8) Given how much angst was caused by the drawn out Greek affair, the Spanish leader knows he has enormous leverage with EU leadership and he can continue to do what he has been doing with regard to ignoring the deficit targets demanded/suggested by the EU. The EU might well bark at him, but they cannot afford to bite at this time. Muchos gracias, Greece.
Comment
-
Re: Holy Sh1t....Its a Default.......all CDS now trigger !!!!!!!!!!
from Jim Sinclair . . .
“The release made by the International Swaps & Derivatives Association (ISDA), for the average Mensa member or genius, is totally incomprehensible. The press is using the word default, but the ISDA is using the word ‘auction.’ Clearly, the amount of CDS’s outstanding is infinitely more than the $3.5 billion that is being quoted.”

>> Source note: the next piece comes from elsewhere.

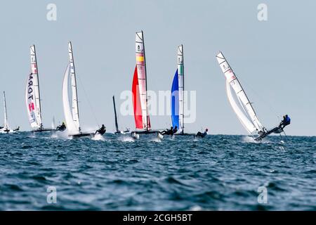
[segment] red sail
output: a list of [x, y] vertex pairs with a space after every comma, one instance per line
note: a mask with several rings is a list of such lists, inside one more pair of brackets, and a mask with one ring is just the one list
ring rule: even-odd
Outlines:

“The BIS confirms, in the area of CDS’s the total outstanding is approximately $37 trillion. So I believe the reports being given about this just being a small and modest market event is false. As a market observer and having more than 50 years in the business, the real number is at least 50% or more of the existing $37 trillion that is related to Greece.

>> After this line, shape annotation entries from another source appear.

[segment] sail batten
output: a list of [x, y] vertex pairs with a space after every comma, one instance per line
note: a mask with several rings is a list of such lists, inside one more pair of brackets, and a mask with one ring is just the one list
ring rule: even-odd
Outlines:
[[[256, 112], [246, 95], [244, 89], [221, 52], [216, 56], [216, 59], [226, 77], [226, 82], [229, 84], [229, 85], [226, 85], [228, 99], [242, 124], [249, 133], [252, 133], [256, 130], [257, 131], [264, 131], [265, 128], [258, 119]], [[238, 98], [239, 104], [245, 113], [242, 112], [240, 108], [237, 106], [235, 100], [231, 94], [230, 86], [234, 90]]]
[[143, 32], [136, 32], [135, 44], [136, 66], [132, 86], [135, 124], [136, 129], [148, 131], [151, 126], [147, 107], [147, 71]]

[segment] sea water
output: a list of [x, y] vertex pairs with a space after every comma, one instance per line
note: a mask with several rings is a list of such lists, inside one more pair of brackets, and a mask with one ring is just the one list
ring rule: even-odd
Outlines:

The $3.5 billion figure being quoted in the press could easily be the reporting to the US Comptroller of the Currency. For example, a foreign, non-consolidated subsidiary of a US bank, operating out of London, reports the size and kind of the over the counter derivatives to the BIS, not the Comptroller of the US.....
“KWN readers need to know that non-consolidated subsidiaries have in fact been the main issuers of over the counter derivatives.
These banks were grantors of the derivatives, some in Germany and some in Switzerland. But it is not believable that German and Swiss institutions did virtually all CDS transactions and only a tiny fraction was done by US banks. That’s absolute madness.
If in fact ISDA defines this event as a credit default and the CDS’s are brought into play, you are going to bring in significant Fed swaps which will go to the ECB. These funds will then be redirected to the subsidiaries and to the foreign banks.
Very simply, the number is not $3.5 billion. It’s some part of $37 trillion. The emergency swaps from the Fed could total in the trillions of dollars. This is based on my strong belief that the figure of $3.5 billion is not accurate.
The implications of this, if it comes to pass, are a second rescue of approximately eight international banks. Central planners would attempt to totally camouflage this and it would only be readable by tracking swaps from the Fed because the Fed is the lender of last resort.
This type of event would be the ‘meat’ by which Alf Fields would be proven right on his $4,500 projection for gold. But strictly for traders, this does not apply to investors, but for the intelligent traders, they will flatten out their positions.
If my father were still living, I could hear him telling me, ‘Go flat!’ My father Bert Seligman and his business partner Jesse Livermore would flatten out their positions because of the ambiguity that exists here. Again, this is for the traders, which is not to be confused with investors which hold positions in gold.
The bottom line is if these CDS’s are made to pay, we are looking at an inflationary hell. This is also key, whether or not this is a default, this is a revelation of the outrageous weakness in all fiat currencies.”